While the defensive part of me says ‘That’s Somalia’, the objective part of me asks if those child soldiers are different from our leaders who are being treated in Israel while Nigerian hospitals themselves are sick. How are those killer children squad different from James Ibori who acquired so much while Niger Delta people wallowed in poverty? Or those who steal pension funds while pensioners drop dead in the queue? Right now, the fuel subsidy scam is going on. As it is, it would be a revolution in itself if anybody is jailed for the roles they played in the scam.

Richburg only stopped short of putting the blame on our DNA; there has to be something about the black skin that makes us act against our own selves. It prompted a friend to ask, ‘Are we children of a racist God?’ True, did God create us as a kind of foil character to show the world the antithesis of being?

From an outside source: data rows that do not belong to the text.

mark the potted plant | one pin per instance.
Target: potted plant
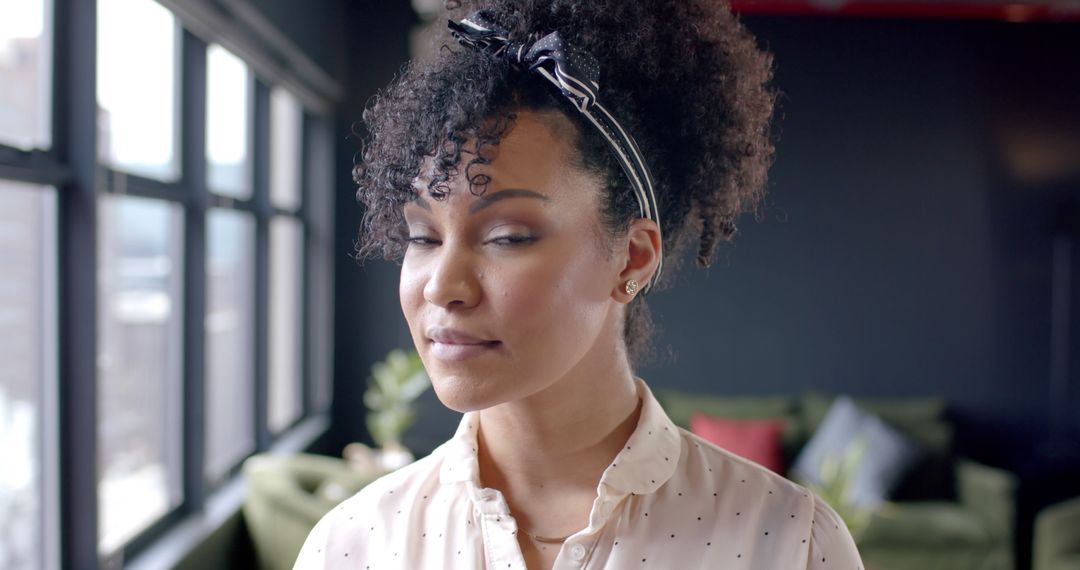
(392, 389)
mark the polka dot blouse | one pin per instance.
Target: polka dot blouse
(669, 500)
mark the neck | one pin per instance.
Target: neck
(562, 438)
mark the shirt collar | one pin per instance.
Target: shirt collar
(640, 467)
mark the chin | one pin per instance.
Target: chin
(463, 394)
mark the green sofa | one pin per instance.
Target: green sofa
(1057, 537)
(286, 496)
(949, 514)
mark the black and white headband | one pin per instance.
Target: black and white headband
(577, 76)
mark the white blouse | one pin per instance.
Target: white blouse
(669, 500)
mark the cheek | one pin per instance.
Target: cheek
(558, 299)
(410, 292)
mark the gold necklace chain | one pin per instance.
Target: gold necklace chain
(545, 540)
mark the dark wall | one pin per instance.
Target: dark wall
(368, 322)
(905, 248)
(900, 254)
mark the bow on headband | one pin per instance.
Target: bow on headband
(577, 76)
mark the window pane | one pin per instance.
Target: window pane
(138, 365)
(286, 327)
(25, 71)
(228, 108)
(136, 86)
(285, 125)
(230, 349)
(27, 378)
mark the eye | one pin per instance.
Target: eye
(421, 241)
(512, 240)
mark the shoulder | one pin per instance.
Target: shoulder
(783, 510)
(831, 543)
(365, 517)
(703, 459)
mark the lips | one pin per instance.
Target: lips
(455, 345)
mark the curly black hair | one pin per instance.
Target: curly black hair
(684, 77)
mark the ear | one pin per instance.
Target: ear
(642, 256)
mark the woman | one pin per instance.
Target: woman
(534, 180)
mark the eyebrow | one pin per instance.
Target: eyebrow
(488, 199)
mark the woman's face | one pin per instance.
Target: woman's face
(510, 292)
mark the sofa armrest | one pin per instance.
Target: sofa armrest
(989, 492)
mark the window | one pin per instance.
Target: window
(139, 314)
(230, 339)
(228, 113)
(25, 65)
(286, 285)
(172, 277)
(136, 87)
(285, 125)
(27, 378)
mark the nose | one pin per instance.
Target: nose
(454, 281)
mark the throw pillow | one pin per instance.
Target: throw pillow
(859, 447)
(757, 440)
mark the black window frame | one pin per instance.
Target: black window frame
(71, 165)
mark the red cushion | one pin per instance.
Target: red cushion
(757, 440)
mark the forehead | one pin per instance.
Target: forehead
(536, 154)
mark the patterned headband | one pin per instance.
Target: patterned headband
(577, 76)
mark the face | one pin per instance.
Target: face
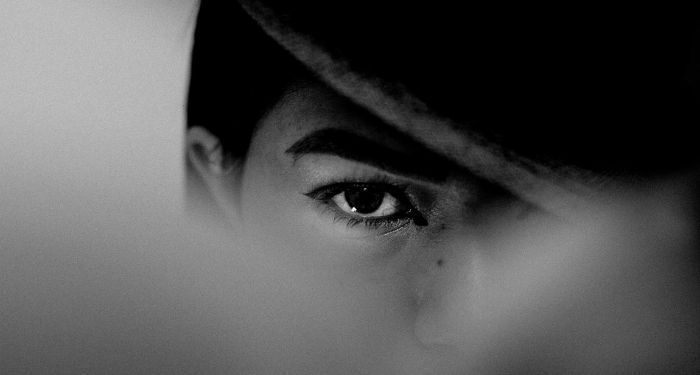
(353, 248)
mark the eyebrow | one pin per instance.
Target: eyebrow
(419, 163)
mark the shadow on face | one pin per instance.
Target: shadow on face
(358, 249)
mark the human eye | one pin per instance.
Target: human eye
(375, 204)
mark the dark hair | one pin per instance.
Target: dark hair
(237, 74)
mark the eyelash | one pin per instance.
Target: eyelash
(324, 194)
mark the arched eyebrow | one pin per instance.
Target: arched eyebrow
(415, 161)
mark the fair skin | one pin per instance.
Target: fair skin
(429, 271)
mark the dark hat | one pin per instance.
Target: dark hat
(566, 93)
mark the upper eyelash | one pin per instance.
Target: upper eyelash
(328, 190)
(325, 192)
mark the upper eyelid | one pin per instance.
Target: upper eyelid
(399, 191)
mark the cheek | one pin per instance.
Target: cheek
(304, 283)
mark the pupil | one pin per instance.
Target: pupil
(364, 200)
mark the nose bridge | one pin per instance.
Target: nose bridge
(446, 290)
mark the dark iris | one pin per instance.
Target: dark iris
(364, 200)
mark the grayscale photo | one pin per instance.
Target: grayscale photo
(274, 187)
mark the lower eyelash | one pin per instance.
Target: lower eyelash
(372, 223)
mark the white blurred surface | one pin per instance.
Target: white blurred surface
(92, 96)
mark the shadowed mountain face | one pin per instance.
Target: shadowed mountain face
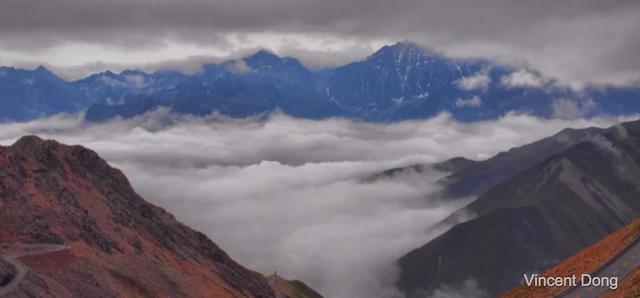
(118, 244)
(536, 218)
(398, 82)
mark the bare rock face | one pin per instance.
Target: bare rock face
(536, 217)
(119, 244)
(7, 272)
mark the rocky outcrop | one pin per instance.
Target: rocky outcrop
(121, 244)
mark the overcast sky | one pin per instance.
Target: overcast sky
(577, 41)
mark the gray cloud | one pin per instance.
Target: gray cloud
(575, 41)
(284, 194)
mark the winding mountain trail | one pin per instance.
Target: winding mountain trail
(621, 266)
(11, 252)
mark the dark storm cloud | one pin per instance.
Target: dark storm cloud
(557, 37)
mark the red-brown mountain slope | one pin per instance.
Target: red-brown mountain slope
(117, 244)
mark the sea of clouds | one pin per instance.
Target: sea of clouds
(287, 195)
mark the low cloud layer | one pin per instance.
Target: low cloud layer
(285, 194)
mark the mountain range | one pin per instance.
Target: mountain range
(537, 205)
(398, 82)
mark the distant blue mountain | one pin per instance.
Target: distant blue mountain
(398, 82)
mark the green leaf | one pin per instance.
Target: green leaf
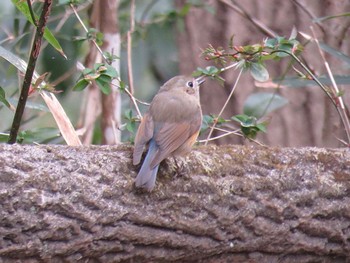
(259, 72)
(260, 104)
(22, 6)
(80, 85)
(3, 98)
(4, 137)
(104, 86)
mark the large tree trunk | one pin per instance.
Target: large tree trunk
(228, 204)
(309, 118)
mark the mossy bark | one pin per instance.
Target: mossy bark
(219, 204)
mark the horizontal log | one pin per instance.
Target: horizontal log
(219, 204)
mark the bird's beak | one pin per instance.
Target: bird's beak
(200, 80)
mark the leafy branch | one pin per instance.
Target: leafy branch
(30, 70)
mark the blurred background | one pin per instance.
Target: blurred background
(166, 38)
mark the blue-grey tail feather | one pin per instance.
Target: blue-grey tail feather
(147, 176)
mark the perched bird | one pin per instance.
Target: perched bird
(170, 127)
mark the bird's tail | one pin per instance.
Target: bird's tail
(146, 178)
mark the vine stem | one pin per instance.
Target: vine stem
(223, 108)
(35, 51)
(337, 101)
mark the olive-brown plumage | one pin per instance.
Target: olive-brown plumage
(170, 127)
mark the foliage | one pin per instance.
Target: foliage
(252, 58)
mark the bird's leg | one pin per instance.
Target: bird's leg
(180, 167)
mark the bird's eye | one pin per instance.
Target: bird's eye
(189, 84)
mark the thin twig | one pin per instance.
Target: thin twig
(87, 31)
(129, 44)
(223, 108)
(340, 103)
(32, 13)
(30, 70)
(134, 100)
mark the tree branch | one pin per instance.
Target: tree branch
(225, 204)
(30, 70)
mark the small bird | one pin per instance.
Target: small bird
(170, 126)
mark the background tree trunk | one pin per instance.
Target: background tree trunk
(227, 204)
(309, 118)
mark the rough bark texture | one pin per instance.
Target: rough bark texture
(220, 204)
(309, 119)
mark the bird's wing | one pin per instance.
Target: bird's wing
(143, 135)
(169, 137)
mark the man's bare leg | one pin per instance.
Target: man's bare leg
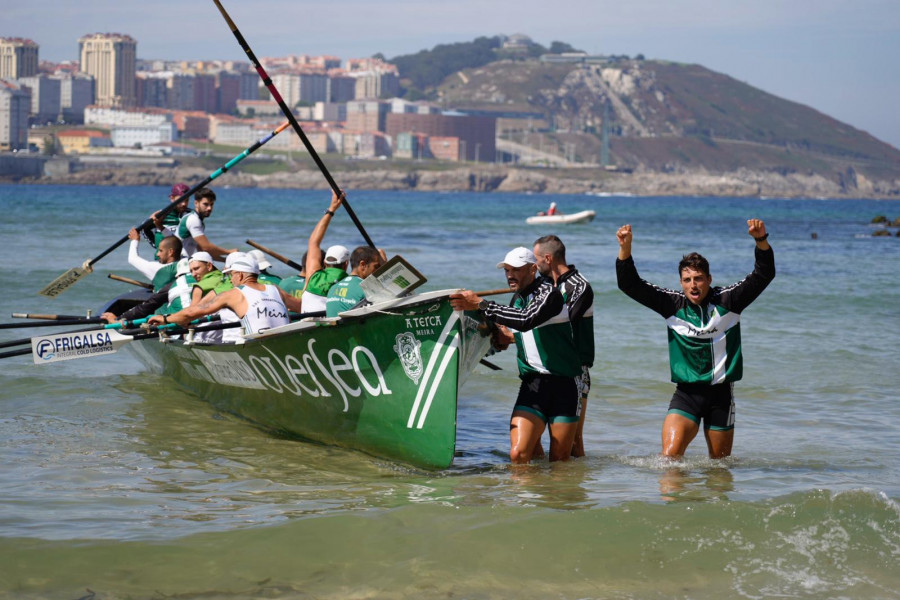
(561, 437)
(678, 433)
(525, 431)
(719, 442)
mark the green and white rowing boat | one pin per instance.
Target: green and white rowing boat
(383, 379)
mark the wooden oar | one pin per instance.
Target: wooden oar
(289, 115)
(276, 256)
(50, 317)
(142, 284)
(67, 279)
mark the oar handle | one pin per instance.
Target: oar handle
(131, 281)
(267, 81)
(50, 317)
(276, 256)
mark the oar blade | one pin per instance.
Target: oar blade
(63, 282)
(69, 346)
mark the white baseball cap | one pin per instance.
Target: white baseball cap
(261, 259)
(183, 268)
(202, 257)
(518, 257)
(337, 255)
(243, 264)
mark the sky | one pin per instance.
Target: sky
(840, 57)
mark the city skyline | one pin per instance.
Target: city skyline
(831, 55)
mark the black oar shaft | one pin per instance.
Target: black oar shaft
(275, 255)
(42, 316)
(267, 81)
(20, 352)
(76, 321)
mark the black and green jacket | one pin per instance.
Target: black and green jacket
(539, 320)
(704, 339)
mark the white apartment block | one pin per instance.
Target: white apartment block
(134, 136)
(119, 117)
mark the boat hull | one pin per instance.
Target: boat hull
(579, 217)
(383, 380)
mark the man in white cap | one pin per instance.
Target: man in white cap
(320, 278)
(170, 298)
(258, 306)
(264, 266)
(538, 322)
(209, 279)
(161, 272)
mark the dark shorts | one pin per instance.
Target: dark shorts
(554, 399)
(711, 404)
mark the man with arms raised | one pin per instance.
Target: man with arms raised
(548, 360)
(259, 307)
(320, 279)
(704, 340)
(348, 292)
(168, 225)
(550, 253)
(192, 229)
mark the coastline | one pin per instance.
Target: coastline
(377, 175)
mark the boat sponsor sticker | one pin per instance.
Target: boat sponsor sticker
(408, 350)
(66, 346)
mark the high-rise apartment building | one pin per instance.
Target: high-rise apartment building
(15, 104)
(111, 58)
(18, 58)
(76, 92)
(45, 98)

Richburg said he once asked the Ugandan president, Yoweri Museveni, ‘Why is sub-Saharan Africa so backward?’ Museveni gave the familiar reasons: colonialism, civil wars, tribalism, etc. He threw it back at Museveni. Asian countries were also colonised, they suffered destructive civil wars and they have diverse ethnic groups. So, what is the problem with Africans?

Museveni replied, ‘Discipline.’

I agree, to a large extent. Without a sense of discipline, we cannot delay gratification. But more than that, I espy a scant social conscience in us as a people generally and it’s manifested in our leaders. A foreigner once asked me that if Nigerian churches/mosques located near dump sites take a Sunday off to clean the neighbourhood, would it not be higher act of worship to God than praying all day? I agreed.

Recently, I was told about a certain project a certain American rich man gave for a fight-to-the-death of a certain disease in Africa (I will spare those involved their ‘eminent’ names). He said in Nigeria they practically ate the whole money and the most despicable thing was that they started falsifying figures to send to the headquarters in the US as proof that the funds were making impact. When the organisation discovered, they cancelled the project. It was disheartening that one of the names mentioned happened to be a well-respected ‘Professor’ whom I know personally.

So, if Nigeria will suffer a revolution, it is the tendency to cheat, steal and pillage that we should confront. Call it our value system or the national pathology, the issue is, we cannot change Nigeria without dealing with our demons. And it should not be directed only at our leaders, we are all guilty of the tar.

The PDP, in its eternal infantile mien, can rail against Buhari but the man only stated the obvious. And Buhari might also talk about Nigeria imploding but the question is: are we truly prepared for such a state of anarchy? Is there a critical mass of change agents that will focus on the bigger picture rather than themselves waiting in the wings? Revolution suggests that something positive will result from it. If it happens to be a mere uprising, we will only suffer loss of human lives and as usual, we will bury the dead in mass graves, go home and continue to live with our inept leaders. In Nigeria, the more things change, the more they remain the same.